Cluster B represented days with moderately elevated peak concentrations and average daily concentrations between 15 and 25 μg/m3. This cluster comprised 112 days in NS, 32 days in PR 2, and 39 days in NPIR 2. In PR 2, the frequent occurrence of peak events resulted in fewer days being classified under Cluster B, while NPIR 2 exhibited lower overall daily concentrations, leading to a higher proportion of days in this cluster.

In NS, due to its direct connection with the ELEV Hall, PM2.5 concentrations were more susceptible to outdoor influences. Additionally, continuous nurse activity contributed to higher concentrations, resulting in NS having the largest number of 1-day data points among the three spaces.

Cluster C represented days with average concentrations ranging from 10 to 15 μg/m3, comprising 192 days in NS, 209 days in PR 2, and 292 days in NPIR 2 out of 342 monitored days. In NPIR 2, as a specialized NPIR, a continuous exhaust ventilation system was employed to control contaminant release, resulting in very low PM2.5 concentrations on 292 days, which accounted for 85% of the total measurement period.

The HDBSCAN clustering results, applied to the entire dataset for NS, PR 2, and NPIR 2, are also shown in Figure 7. Points represent data not assigned to any cluster. In PR 2 and NPIR 2, sudden increases in indoor PM2.5 concentrations were identified as outliers, regardless of outdoor PM2.5 levels, highlighting the impact of indoor activities. Rather than using predefined PM2.5 thresholds for outlier detection, the HDBSCAN-based anomaly detection method identified abnormal indoor PM2.5 concentrations while accounting for the distinct characteristics of each monitored space. Additionally, clusters formed based on indoor PM2.5 levels were distinguishable according to their specific concentration ranges.

4.3. IAQ Prediction Results

Using data collected from August 16, 2023, to July 22, 2024, an LSTM model was employed for IAQ predictions. To validate the model’s accuracy, unseen data from September 17, 2024, to October 14, 2024, which were not used during training, were utilized.
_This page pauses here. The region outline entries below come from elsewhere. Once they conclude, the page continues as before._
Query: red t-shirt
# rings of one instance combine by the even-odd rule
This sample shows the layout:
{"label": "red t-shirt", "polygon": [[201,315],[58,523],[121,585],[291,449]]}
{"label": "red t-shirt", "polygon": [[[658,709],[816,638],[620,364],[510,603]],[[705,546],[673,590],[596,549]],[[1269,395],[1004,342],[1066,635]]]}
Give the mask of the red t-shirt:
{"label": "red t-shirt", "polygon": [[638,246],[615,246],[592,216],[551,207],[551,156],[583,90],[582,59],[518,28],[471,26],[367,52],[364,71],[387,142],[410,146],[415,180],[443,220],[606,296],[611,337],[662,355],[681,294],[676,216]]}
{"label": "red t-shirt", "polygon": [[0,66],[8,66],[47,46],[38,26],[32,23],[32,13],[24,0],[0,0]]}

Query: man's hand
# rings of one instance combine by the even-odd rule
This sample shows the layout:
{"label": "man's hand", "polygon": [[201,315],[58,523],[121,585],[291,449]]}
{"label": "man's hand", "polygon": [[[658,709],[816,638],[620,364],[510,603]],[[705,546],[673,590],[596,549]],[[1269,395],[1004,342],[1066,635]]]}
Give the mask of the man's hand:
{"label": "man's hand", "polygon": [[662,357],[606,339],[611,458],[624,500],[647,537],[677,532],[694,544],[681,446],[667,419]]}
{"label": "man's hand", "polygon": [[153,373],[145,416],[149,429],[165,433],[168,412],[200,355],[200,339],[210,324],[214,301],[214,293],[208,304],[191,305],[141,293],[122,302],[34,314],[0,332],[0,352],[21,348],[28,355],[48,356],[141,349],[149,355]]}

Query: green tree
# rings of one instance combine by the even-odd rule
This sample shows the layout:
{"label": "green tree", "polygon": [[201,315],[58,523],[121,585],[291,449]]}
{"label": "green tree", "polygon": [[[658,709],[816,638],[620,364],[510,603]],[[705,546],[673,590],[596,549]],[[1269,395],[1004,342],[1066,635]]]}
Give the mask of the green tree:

The model processed 10-min interval data to forecast environmental conditions 10 min ahead, using the preceding 144 data points as input. The prediction results, compared with actual values, are presented in Table 3. Predictions were made for temperature, PM2.5 concentration, and CO2 concentration across all monitored spaces. Figure 8 presents the validation period data for each ward room, along with outdoor data. The PM2.5 concentration changed rapidly in multiple wards during this period, making it an appropriate period for verification during a continuous period. Therefore, verification was conducted using data from this period. During this period, from October 5 onward, outdoor PM2.5 concentration exhibited an increasing trend compared to previous days. Notably, the PM2.5 concentrations measured inside the ward followed a similar trend to the outdoor PM2.5 levels, indicating a possible influence of outdoor air quality on IAQ conditions. For PM2.5 predictions, comparisons were performed using Case 2, which included outdoor concentration as an additional input variable. Further comparisons were conducted with Case 3 and Case 4, where HDBSCAN and K-means clustering results were incorporated as additional input features to evaluate their impact on prediction accuracy.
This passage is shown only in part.